Ricordo con chiarezza un momento di vita con i ragazzi in casa famiglia Murialdo; forse è stata una sfida, ma subito non me ne ero accorto. Stavamo mangiando il solito riso condito con foglie di cassava, pesce, carne.
Normalmente mi portavano un piatto tutto per me e un cucchiaio. Quella volta no, il piatto era comune e tutti mangiavano con le mani, solo io avevo il cucchiaio. Quando ho cominciato a mangiare uno alla volta mi hanno presentato la loro bocca aperta perché io ci infilassi il cucchiaio pieno. L’ho fatto con tutti quelli che erano attorno a me e poi c’è stato come un attimo di attesa per vedere se io avessi continuato ad usare lo stesso cucchiaio per mangiare. Tranquillamente ho infilato in bocca il cucchiaio che avevo in mano e con cui in precedenza li avevo imboccati. La tensione si è calmata e una di loro ha detto: si, lui ci vuole bene. Non era diretta a me questa frase e non avrei dovuto sentirla, ma mi ha fato capire come al di là delle cose necessarie per vivere cercassero la certezza dell’amore e dell’amicizia e l’hanno trovata nel gesto di condivisione del cucchiaio.

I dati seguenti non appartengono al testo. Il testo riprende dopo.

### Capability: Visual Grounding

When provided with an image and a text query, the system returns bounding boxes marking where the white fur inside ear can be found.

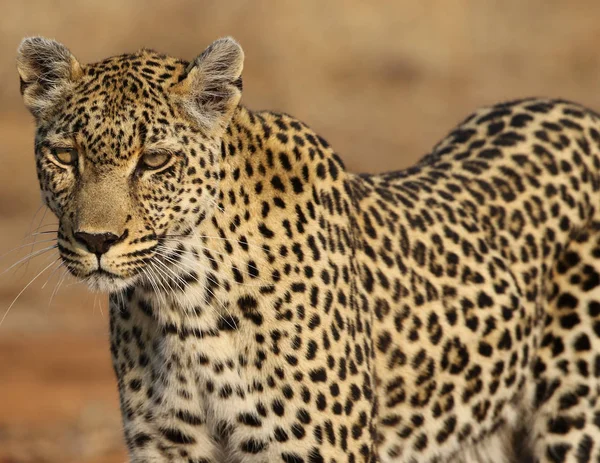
[174,37,244,130]
[17,37,81,118]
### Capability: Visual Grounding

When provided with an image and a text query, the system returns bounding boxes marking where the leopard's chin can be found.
[85,269,136,294]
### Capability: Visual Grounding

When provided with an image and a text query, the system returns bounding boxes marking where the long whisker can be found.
[158,243,271,287]
[0,244,58,275]
[0,257,60,326]
[48,264,69,307]
[0,238,56,259]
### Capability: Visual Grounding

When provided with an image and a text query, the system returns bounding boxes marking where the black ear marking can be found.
[172,37,244,130]
[17,37,82,119]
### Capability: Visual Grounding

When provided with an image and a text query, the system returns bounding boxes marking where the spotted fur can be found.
[14,38,600,463]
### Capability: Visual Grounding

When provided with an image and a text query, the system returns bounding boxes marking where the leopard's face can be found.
[19,39,241,291]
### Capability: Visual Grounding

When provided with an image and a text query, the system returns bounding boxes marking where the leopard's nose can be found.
[74,232,122,256]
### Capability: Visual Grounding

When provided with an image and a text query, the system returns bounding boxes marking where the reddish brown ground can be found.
[0,0,600,463]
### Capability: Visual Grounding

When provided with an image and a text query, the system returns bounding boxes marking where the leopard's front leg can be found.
[110,294,222,463]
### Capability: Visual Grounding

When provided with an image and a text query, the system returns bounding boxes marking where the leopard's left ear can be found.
[173,37,244,134]
[17,37,82,120]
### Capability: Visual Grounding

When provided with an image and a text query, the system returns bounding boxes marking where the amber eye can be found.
[140,151,171,170]
[50,148,77,166]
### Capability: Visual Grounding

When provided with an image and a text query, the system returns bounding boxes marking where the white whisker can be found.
[0,262,55,326]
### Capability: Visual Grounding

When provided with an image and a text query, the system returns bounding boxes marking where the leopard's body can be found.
[14,39,600,463]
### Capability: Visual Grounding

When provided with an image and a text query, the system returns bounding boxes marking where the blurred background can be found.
[0,0,600,463]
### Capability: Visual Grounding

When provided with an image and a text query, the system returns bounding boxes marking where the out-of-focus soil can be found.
[0,0,600,463]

Un messaggio finale per i tutti?
Lo prendo da san Paolo: “A ciascuno di noi è stata data una particolare manifestazione dello spirito per il bene di tutti”. Parla di una ricchezza che io ho e che hanno tutti gli altri. Nessuno è inutile.
Parla di fiducia in sé stessi e di rispetto per tutti gli altri. Siamo diversi e per questo reciprocamente utili e necessari. Parla di necessaria condivisione e solidarietà e le mette come motivo del nostro esistere.
Per il bene di tutti: ecco perché viviamo. Ciao a tutti don Maurizio.